Ha! qui est sorti? qui est venu?
(La porte du fond s'est ouverte; elle demeure béante, largement: dehors, magnifique nuit de printemps; la pleine lune, y resplendissant, projette son éclatante lumière sur le couple, qui peut ainsi s'apercevoir en toute netteté.)
SIEGMUND, en une suave extase.[333-A]
Nul n'est sorti,—quelqu'un est venu: vois le Renouveau sourire ici! (Il l'attire à soi, sur la couche, avec une tendre violence.) Les tourmentes hivernales reculent devant l'avril, le Printemps brille d'un doux éclat. Dans la tiédeur des brises, suavement, voluptueusement, c'est lui qui flotte, vibre et murmure, lui qui multiplie les merveilles; sur les bois et la plaine, c'est son haleine qui vente, c'est son œil large ouvert qui rit; dans la voix des oiseaux joyeux, c'est sa joyeuse voix qui gazouille; ces parfums captivants, c'est lui qui les prodigue; dans ces fleurs délicieuses, c'est sa sève qui circule; dans les germes, c'est sa vigueur; dans les bourgeons, c'est sa vigueur! Sans armes que sa grâce et sa tendresse, il dompte le monde; les tourmentes hivernales reculent, devant sa toute-puissante attaque: sans doute, c'est son vaillant assaut qui fit céder cette porte, aussi; rude, revêche, arrogante, elle nous séparait de lui; mais il s'est rué vers sa sœur[333-1], car l'Amour attirait le Printemps, l'Amour, cachée au fond de nos âmes, l'Amour, dont la béatitude rit désormais à la lumière! Sa sœur, le Printemps l'a faite libre; il a brisé l'obstacle qui l'en séparait; avec des cris de joie folle ils se saluent tous deux: l'Amour et le Printemps se sont rejoints!
SIEGLINDE
C'est toi le Printemps, où j'aspirais, durant les siècles froids de l'hiver; mon cœur t'a salué d'un auguste frisson, dès l'instant où pour moi ton regard a fleuri.—Dès lors, tout ce qui n'était pas toi me fut étranger, indifférent; tout le passé, je l'avais oublié: avait-il existé, seulement? Mais toi, je t'avais toujours connu; toi, je te reconnus dans hésiter: je t'aperçus, et tu fus moi-même; ce que je recélais en moi, ce que je suis, tout m'apparut, clair comme le jour; une fanfare d'allégresse chantait à mes oreilles: j'avais, dans les déserts glacials de mon exil, un Ami, pour la première fois.

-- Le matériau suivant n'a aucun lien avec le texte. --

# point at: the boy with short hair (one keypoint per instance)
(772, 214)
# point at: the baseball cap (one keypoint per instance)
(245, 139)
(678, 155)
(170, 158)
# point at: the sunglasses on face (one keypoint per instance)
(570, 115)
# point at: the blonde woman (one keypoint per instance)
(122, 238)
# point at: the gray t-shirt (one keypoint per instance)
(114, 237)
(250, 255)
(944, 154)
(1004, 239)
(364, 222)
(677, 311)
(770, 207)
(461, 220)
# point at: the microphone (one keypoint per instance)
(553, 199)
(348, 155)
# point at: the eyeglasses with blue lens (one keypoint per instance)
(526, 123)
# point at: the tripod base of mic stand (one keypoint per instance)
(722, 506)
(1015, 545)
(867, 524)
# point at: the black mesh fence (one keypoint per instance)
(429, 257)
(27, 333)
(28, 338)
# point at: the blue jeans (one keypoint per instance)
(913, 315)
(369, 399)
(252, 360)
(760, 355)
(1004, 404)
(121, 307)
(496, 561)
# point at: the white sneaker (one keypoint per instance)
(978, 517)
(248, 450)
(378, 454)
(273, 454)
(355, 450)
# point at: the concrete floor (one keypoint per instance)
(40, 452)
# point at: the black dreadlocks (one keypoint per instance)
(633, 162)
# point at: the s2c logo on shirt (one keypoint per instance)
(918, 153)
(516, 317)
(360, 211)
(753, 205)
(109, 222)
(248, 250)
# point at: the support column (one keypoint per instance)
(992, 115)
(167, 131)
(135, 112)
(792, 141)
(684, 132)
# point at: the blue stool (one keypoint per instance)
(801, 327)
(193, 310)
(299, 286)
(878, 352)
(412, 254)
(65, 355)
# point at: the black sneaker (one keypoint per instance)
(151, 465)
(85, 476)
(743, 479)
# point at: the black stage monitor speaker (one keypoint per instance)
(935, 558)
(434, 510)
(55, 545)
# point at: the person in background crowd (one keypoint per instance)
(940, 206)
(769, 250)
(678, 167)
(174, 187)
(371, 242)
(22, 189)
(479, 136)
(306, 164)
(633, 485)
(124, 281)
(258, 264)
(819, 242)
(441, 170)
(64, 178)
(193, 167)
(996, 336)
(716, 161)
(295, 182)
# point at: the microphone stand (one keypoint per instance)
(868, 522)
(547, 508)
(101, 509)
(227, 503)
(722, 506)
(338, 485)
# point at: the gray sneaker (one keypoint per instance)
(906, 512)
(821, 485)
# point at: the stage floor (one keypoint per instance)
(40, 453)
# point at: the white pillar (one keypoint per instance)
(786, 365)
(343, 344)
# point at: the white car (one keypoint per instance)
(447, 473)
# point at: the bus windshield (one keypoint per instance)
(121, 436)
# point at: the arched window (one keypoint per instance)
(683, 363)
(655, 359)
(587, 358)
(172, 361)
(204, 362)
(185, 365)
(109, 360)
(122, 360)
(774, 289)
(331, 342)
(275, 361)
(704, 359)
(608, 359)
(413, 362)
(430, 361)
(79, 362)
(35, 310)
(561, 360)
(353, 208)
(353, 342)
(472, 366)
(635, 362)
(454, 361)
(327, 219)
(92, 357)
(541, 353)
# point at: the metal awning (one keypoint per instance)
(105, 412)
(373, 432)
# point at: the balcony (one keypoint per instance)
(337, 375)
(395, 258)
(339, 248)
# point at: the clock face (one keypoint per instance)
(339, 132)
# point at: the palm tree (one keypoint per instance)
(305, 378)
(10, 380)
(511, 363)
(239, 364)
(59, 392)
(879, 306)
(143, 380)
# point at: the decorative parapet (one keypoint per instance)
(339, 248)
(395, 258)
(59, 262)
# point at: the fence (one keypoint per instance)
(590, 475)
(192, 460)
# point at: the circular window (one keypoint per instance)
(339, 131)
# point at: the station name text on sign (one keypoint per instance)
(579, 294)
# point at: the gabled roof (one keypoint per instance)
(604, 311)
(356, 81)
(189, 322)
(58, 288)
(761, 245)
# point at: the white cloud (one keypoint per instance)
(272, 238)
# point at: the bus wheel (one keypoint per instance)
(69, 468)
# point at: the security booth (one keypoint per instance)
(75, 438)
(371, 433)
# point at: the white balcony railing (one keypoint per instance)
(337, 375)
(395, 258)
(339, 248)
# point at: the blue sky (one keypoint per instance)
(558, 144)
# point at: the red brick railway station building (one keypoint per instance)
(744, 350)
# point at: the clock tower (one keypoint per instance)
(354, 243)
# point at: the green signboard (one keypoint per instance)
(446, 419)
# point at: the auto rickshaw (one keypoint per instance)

(Elle se pend, ravie, à son cou, et, de tout près, contemple son visage.)
SIEGMUND
O douceur! O joie! Bien-Aimée!
SIEGLINDE, les yeux dans ses yeux.
Laisse-moi, de tout près, m'incliner vers toi, contempler la lumière sacrée dont rayonnent tes yeux, ton visage, et qui dompte si doucement mes sens!
SIEGMUND
La lune printanière t'illumine; baignée dans ses rayons, tu brilles d'une grâce divine! Comment ne me serais-je pas pris au piège?—mon regard s'en repaît, avec délices.
SIEGLINDE lui écarte du front les cheveux, et le considère avec admiration.
Comme ton front s'élève, découvert et franc! Comme tes veines, sur la tempe, entrelacent leurs rameaux! La joie qui m'enchante, j'en ai peur! Est-ce un miracle? est-ce un souvenir? Aujourd'hui je t'ai vu pour la première fois, et pourtant mes yeux t'avaient vu déjà![335-1]
SIEGMUND
Dans un rêve d'amour, je me souviens aussi, dans l'ardeur du désir je t'avais vue déjà!
SIEGLINDE
Mirée dans l'eau, j'ai connu mon image,—et c'est elle qu'à présent je retrouve: c'est, telle qu'elle vint vers moi, jadis, du fond des eaux, mon image, que je retrouve en toi![335-2]
SIEGMUND
Ton image, que je portais cachée au fond de moi-même.
SIEGLINDE, détournant tout à coup les yeux.
O silence! laisse-moi rêver à ta voix:—son timbre, tout enfant, je crois l'avoir entendu... mais non! ce fut l'autre jour, lorsque l'écho des bois répercutait ma propre voix.
SIEGMUND
O la plus délicieuse des voix!
SIEGLINDE, le regardant de nouveau, tout à coup, dans les yeux.
La splendeur de tes yeux, je l'ai vue briller déjà:—c'est bien là le regard du Vieillard, lorsqu'il me salua, lorsqu'il consola ma tristesse. C'est à cet intrépide regard que je le reconnus[335-3], moi, son enfant, et j'allais, déjà, le nommer par son nom... (Elle s'interrompt, et puis continue à mi-voix.) C'est bien Wehwalt[336-1], que tu t'appelles?
SIEGMUND
Ce n'est plus ainsi, depuis que tu m'aimes: si j'agis, désormais, c'est dans la plus sainte joie!